Manifestanti filorussi in Ossezia

Non c’è pace per la martoriata Ossezia del Sud, la repubblica filorussa in territorio georgiano autoproclamatasi indipendente nel 2008, dopo la guerra tra Russia e Georgia: il secondo turno delle elezioni presidenziali, che ha visto l’ex ministro dell’Istruzione Alla Dzhioeva prevalere sull’attuale ministro delle Emergenze Anatolj Bibilov, è stato annullato dalla Corte Suprema osseta. La vittoria della Dzhioeva, che ha ottenuto circa il 57 per cento dei voti contro il 43 del suo avversario, sarebbe scaturita da gravi irregolarità, che avrebbero fatto perdere a Bibilov almeno il 7 per cento dei consensi: di qui la decisione della Corte Suprema di azzerare la consultazione e indire nuove elezioni per il prossimo 25 marzo, a cui la Dzhioeva non potrà partecipare, in quanto, per la Corte, “ha perso questo diritto a causa delle violazioni commesse”.

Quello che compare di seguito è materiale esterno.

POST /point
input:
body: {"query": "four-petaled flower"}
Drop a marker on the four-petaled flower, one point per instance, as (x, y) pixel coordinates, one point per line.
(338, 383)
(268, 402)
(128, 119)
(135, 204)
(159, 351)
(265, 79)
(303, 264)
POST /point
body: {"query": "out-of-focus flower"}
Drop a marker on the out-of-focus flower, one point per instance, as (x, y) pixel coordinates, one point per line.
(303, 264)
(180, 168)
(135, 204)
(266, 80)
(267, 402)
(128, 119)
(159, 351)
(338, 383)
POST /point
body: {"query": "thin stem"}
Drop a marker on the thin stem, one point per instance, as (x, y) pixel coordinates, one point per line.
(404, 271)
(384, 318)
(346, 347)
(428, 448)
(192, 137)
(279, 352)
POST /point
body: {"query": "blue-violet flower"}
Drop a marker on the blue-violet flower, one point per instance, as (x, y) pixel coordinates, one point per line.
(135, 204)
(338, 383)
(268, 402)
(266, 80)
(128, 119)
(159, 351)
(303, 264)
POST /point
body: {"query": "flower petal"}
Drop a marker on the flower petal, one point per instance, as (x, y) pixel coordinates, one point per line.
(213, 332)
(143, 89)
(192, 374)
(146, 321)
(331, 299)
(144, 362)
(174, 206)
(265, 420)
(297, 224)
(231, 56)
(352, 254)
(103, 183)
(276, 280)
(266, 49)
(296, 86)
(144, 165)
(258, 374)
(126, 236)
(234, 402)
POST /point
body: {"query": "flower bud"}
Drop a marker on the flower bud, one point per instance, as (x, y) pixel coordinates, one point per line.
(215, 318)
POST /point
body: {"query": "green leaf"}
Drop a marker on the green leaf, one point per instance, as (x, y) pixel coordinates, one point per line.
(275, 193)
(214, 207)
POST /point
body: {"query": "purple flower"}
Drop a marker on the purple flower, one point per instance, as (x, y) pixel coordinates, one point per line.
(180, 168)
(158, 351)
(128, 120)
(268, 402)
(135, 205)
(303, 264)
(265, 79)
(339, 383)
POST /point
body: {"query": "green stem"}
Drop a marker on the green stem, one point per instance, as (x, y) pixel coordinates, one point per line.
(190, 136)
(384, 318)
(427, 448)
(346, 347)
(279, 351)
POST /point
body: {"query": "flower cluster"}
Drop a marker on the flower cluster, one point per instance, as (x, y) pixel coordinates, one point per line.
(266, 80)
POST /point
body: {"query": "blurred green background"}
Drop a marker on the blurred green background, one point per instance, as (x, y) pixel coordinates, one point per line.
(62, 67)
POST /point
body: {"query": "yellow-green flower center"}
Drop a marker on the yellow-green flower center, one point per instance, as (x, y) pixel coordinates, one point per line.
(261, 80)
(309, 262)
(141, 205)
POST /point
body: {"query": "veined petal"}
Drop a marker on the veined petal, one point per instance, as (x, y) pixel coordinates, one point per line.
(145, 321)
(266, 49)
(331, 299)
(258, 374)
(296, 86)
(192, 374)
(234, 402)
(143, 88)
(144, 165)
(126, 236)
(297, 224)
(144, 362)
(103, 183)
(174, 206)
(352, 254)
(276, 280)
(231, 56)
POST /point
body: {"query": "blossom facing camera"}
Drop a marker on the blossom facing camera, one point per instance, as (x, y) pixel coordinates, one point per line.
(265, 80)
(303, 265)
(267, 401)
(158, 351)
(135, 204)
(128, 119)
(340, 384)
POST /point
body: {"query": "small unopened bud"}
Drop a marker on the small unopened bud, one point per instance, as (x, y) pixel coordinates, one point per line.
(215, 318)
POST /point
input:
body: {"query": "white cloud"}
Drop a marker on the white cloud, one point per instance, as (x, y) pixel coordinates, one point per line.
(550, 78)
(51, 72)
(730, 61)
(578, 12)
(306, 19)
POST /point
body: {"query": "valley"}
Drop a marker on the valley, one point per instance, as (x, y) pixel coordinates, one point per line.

La candidata esclusa ha replicato accusando la Corte di abuso di potere. La tensione nella capitale Tskhinvali è alta, anche perchè i sostenitori della Dzhioeva si sono radunati nel pomeriggio dinanzi al comitato elettorale della candidata per protestare contro questa decisione. Il sospetto è che la decisione di annullare le elezioni sia stata dettata direttamente da Mosca: Bibilov era infatti il candidato gradito al Cremlino, per le sue posizioni più in linea con quelle russe.

Non è un mistero che fin dal 2008 la Russia progetti di annettere l’Ossezia del Sud all’Ossezia del Nord (che si trova nel suo territorio), e Bibilov rappresentava l’uomo adatto per portare avanti questo progetto, avversato però da Usa, Ue, Nato ed Osce, che in precedenza avevano dichiarato di non riconoscere queste elezioni, in quanto tenute in un territorio sotto la sovranità georgiana.

Ma quanto accaduto oggi rischia di allontanare ulteriormente la pacificazione dell’area: ora l’Ossezia del Sud, oltre che dalle rivendicazioni territoriali della Georgia, dovrà anche guardarsi da una sempre più pressante ingerenza di Mosca nelle sue vicende politiche. Al momento Bibilov però sembra volersi tirare fuori dalla mischia, forse in un disperato tentativo di abbassare la tensione: il candidato sconfitto ha annunciato che la sua candidatura alla consultazione di marzo non è scontata.